Besides, IDH mutation [42] and molecular GBM subtypes [43] were also significantly correlated with HOXA family. These classifications were essential clinical markers that guided the diagnosis and treatment of GBM patients. We conducted further correlation analysis and discovered a significant relationship between the HOXA family and IDH mutation and molecular GBM subtypes. The high expression of HOXA1, HOXA2, and HOXA3 was correlated with IDH wild-type. Besides, HOXA1 exhibited significantly different expressions between Proneural and Mesenchymal/Neural GBM subtypes, while HOXA2 and HOXA10 differed in Classical and Proneural subtypes. These findings further reinforce the clinical significance of HOXA family in GBM.

Age, radiotherapy, chemotherapy, and IDH mutation are important clinical elements that guide the diagnosis and treatment of GBM patients. But their net benefits based on these factors were only moderate in CGGA and TCGA groups, as shown in DCA. Previous reviews of nomogram models in GBM also suggested that clinical indicators combined with gene signatures had a better predictive ability [47]. Building upon these findings, we constructed a nomogram survival prediction model based on novel independent prognostic HOXA genes (HOXA1, HOXA2, HOXA3, HOXA10). The model's Kaplan–Meier analyses and AUC values were promising in the training cohort and higher in the validation cohort. Compared to previous prediction models [47, 48], the performance of our model was acceptable, with the AUC level in the validation group of > 0.75 at 1-year/3-year, which was also similar to the deep-learning and machine-learning models (C-index = 0.68–0.80) [48]. The prediction performance and net benefits of the model supported its clinical applicability.

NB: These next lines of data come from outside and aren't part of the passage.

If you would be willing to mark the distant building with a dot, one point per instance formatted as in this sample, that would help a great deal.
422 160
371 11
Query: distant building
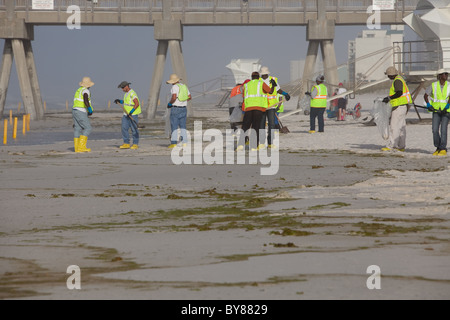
369 55
297 66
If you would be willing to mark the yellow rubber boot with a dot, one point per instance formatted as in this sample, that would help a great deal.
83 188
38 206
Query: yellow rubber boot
76 142
82 145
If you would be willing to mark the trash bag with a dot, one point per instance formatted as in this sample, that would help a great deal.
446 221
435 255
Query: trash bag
237 115
381 113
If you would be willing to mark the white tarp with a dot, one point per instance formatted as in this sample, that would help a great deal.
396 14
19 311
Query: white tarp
242 68
384 4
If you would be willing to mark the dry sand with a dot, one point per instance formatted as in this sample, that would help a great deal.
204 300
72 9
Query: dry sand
140 227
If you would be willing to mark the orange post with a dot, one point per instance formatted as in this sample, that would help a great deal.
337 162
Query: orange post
15 128
5 131
24 124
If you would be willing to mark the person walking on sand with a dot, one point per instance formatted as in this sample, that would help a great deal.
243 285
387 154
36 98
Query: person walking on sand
255 104
132 109
437 98
318 104
272 100
81 110
399 98
342 102
180 96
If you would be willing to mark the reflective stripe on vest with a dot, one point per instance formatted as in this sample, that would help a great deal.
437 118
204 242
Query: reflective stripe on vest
128 102
281 107
183 94
254 94
78 100
439 98
320 100
406 96
272 98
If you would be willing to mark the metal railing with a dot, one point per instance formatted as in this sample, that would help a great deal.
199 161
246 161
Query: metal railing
216 5
420 56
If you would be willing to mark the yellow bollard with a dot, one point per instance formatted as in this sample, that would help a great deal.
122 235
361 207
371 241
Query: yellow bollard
5 131
24 124
15 128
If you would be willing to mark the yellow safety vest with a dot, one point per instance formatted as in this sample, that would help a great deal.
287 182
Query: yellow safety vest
281 107
78 100
128 102
272 98
183 94
254 95
406 96
439 99
320 100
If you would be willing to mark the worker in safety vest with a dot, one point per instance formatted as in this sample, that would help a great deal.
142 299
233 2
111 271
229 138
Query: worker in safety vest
255 104
132 109
180 96
399 98
82 108
272 100
437 98
318 104
280 109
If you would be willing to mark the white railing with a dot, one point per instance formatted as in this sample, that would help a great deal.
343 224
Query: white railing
425 56
217 5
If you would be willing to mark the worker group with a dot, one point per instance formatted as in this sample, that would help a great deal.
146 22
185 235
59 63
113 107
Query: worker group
258 101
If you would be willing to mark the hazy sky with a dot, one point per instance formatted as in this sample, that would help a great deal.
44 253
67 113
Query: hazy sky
110 55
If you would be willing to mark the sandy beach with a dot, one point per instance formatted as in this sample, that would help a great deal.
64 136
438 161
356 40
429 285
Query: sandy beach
140 227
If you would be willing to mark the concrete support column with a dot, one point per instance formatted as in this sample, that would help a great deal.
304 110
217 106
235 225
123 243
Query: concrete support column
330 65
308 70
169 34
24 77
157 79
36 91
5 73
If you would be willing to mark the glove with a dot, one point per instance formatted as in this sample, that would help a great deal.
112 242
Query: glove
288 97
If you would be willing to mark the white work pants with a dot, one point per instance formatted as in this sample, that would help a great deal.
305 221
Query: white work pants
397 128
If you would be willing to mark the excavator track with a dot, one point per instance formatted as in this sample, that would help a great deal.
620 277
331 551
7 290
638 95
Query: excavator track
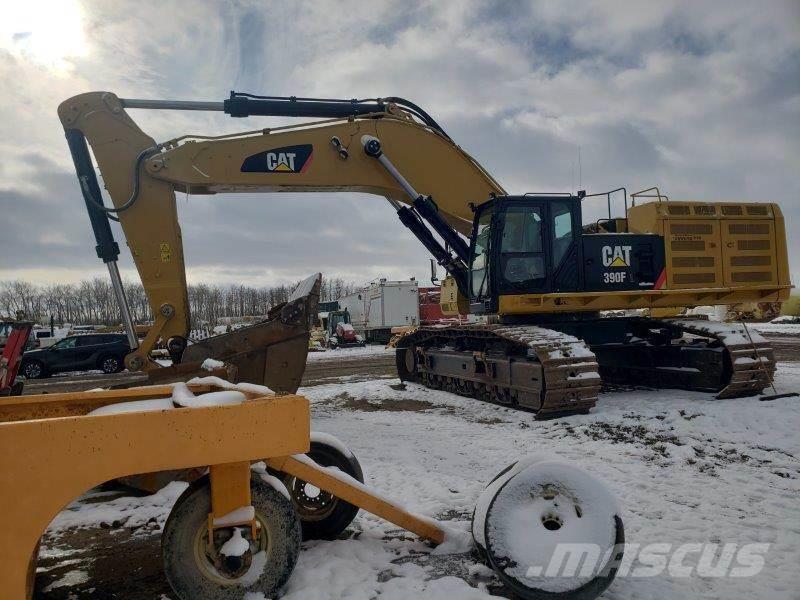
527 367
752 359
692 354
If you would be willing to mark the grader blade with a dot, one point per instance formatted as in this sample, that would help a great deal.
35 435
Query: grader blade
273 352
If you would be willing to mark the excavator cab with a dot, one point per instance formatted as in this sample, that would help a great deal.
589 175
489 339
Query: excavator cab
524 245
535 244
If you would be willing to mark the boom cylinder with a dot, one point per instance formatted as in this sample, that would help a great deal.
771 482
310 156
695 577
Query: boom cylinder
455 265
107 248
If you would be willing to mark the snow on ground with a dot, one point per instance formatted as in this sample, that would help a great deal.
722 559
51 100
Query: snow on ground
777 328
347 353
684 468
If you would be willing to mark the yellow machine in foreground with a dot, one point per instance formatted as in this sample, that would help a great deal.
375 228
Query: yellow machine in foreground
529 264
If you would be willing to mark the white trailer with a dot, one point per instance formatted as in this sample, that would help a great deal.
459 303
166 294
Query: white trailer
382 305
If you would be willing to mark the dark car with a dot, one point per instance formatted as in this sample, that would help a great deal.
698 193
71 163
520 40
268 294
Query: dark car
104 351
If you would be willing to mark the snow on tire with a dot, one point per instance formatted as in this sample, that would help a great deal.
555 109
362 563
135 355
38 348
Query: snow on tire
529 510
186 552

As a novel quantitative method, our model could help clinicians make better medical decisions and follow-up plans for GBM patients.

The abnormal expressions of HOXAs in GBM, especially these prognostic members, could be related to the complex regulation processes in GBM. In addition to the dysregulation of normal functions of HOXAs, the tumor progression would promote copy-number variations and epigenetic alteration. Chromosome 7 trisomy and chromosome 10 monosomy were common in IDH-wildtype GBM patients. Notably, the HOXA locus is also located on chromosome 7, which is related to the expression of HOXA1 [46]. Gallo’s study [17] and our research both found that HOXA10 showed no significant changes in IDH-wildtype GBM. However, HOXA2 in our study was significantly increased in IDH-wildtype GBM, which differed from the previous study [46]. Due to the special locus site of HOXA, the copy-number variations and their roles in HOXA family still needed more investigation. In normal development, the expressions of HOXAs were regulated by polycomb group proteins and H3K27me3. In cancer development, these genes could promote aberrant DNA methylation [49]. High methylation of HOXA3 and low level of HOXA10 were found in GBM [23]. Our findings of prognostic HOXAs suggested that the regulation of HOXAs might also correlate with the prognosis of GBM patients. Although we spared no effort to analyze HOXAs in multiple databases comprehensively, this study was still far from flawless. First, we conducted experimental validation only on prognostic HOXA genes, such as the qRT-PCR and IHC staining of HOXA1-3 and HOXA10. The rest of HOXAs was lack of further validation. Besides, this study did not investigate tumorgenesis-related pathways and in-depth mechanisms. These novel directions will be more focused on in our forthcoming research.

In summary, our study found that HOXA family was highly mutated and expressed in GBM. The genetic alteration and mRNA expression of HOXAs were prognostic indicators. HOXA1/2/3/10 were independent prognostic factors that were validated by multivariate survival analyses, lasso regression, qRT-PCR, and IHC staining. We constructed The HOXAs-based nomogram survival prediction model that exhibited significant clinical utility in GBM. this study provided comprehensive insights into the clinical significance of HOXA family in GBM and suggested a promising new strategy for diagnosing and treating GBM patients.